Hitting 3-pointers central to Wolverines’ recent and future success
Sometimes, the shots just aren’t falling. Many teams can withstand rough spells if they’re at an easier point in the schedule or have favorable matchups, but the Michigan women’s basketball team was not that lucky.
In their two December losses against No. 8 Florida State and No. 12 Maryland, the Wolverines put up two of their worst 3-point shooting performances of the season, going 3-for-17 and 1-for-12 from beyond the arc, respectively. And with matchups against rivals Michigan State and Ohio State — as well as a rematch against the Terrapins — not far away, Michigan needed to find its shooting rhythm again.
Following the first Maryland game, Penn State provided that opportunity. The Nittany Lions allow 70.1 points per game — tied for 80th in the country — and their opponents shoot a combined 34.1 percent from three, tied for 275th in the country.
The Wolverines seized the opportunity, shooting 8-for-19 on 3-pointers in an 82-48 victory over Penn State. Perhaps most crucially, junior forward Hailey Brown shot 3-for-6, after shooting a combined 1-for-11 the previous two games.
“I think it’s more of a confidence thing,” Brown said. “At the end of the day I feel like I had to get more reps up before practice and after practice. It was up to me. So I think I came into (the Penn State game) confident in the work I’ve been doing since the Maryland game.”

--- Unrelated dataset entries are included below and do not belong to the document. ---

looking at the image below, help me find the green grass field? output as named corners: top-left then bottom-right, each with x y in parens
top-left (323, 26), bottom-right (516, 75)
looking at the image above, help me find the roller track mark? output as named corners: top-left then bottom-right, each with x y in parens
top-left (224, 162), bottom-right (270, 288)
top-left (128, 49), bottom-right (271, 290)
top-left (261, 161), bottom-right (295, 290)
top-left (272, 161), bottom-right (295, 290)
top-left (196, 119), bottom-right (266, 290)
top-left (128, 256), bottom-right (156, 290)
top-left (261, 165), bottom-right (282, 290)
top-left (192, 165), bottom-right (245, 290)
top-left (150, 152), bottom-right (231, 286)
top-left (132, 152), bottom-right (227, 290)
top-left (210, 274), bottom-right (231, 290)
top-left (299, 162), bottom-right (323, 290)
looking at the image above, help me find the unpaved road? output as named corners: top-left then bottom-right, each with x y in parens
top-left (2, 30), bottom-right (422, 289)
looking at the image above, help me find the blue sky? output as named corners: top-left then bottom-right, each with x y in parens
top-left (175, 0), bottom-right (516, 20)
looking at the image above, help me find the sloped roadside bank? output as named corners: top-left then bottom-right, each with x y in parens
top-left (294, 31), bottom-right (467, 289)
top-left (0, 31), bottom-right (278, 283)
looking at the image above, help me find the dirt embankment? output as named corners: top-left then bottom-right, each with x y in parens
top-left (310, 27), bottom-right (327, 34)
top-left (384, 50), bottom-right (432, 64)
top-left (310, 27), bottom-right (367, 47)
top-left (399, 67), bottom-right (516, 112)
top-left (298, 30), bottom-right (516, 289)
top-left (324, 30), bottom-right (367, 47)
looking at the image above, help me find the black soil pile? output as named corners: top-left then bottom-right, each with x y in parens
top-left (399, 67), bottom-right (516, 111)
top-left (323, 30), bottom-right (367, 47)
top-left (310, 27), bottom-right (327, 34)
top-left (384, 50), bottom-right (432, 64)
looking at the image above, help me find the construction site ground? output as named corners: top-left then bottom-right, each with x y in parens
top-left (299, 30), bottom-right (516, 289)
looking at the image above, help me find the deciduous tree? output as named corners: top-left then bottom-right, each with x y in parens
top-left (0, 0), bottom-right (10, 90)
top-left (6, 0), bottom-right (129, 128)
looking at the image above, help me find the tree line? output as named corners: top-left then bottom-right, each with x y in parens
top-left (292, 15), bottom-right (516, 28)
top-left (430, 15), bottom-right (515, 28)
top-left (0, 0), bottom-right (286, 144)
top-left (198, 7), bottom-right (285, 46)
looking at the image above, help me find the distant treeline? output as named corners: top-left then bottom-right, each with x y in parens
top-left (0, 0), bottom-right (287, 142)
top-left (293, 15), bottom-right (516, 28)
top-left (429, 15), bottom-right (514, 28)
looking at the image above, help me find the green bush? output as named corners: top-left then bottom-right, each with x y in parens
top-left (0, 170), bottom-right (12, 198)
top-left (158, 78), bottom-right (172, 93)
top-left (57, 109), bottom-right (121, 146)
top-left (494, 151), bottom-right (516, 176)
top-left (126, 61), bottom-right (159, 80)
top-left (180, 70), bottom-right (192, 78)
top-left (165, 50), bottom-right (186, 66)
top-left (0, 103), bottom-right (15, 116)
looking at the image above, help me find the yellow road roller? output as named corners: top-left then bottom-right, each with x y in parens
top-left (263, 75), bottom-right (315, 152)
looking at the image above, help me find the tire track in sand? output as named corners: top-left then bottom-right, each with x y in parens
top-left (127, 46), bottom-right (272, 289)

That confidence made a major difference against the Spartans on Sunday, in a game where Michigan needed to score well to win. Michigan State scored a respectable 69 points on 45.6 percent shooting, but it was no match for the Wolverines’ 89-point spectacle. Yet again, Brown was right in the middle of it, shooting 3-for-5 from beyond the arc in the win.
But the 3-point shooting didn’t end with Brown. Sophomore guard Amy Dilk, senior guard Akienreh Johnson and sophomore forward Emily Kiser each added a 3-pointer. This strong team shooting performance helped Michigan to space the floor, creating opportunities for Dilk and sophomore forward Naz Hillmon to attack the basket.
“When we miss (key 3-pointers), it’s a different kind of game,” said Michigan coach Kim Barnes Arico. “But (against Michigan State) we made them, and that’s something our team works on every day, is making those shots and having the confidence to take those shots in big games.”
Hitting threes against a poor defensive team like Penn State isn’t particularly impressive. One individual strong game against Michigan State doesn’t mean much, either. But the two consecutive solid performances — especially coming off a cold streak — are a good sign for the Wolverines moving forward. With the Jan. 12 rematch against Maryland looming after Thursday’s game against Ohio State, Michigan will need to stay in this offensive rhythm if it wants to pull off the upset at home.
If not, it’s looking at another disappointing game against a top opponent.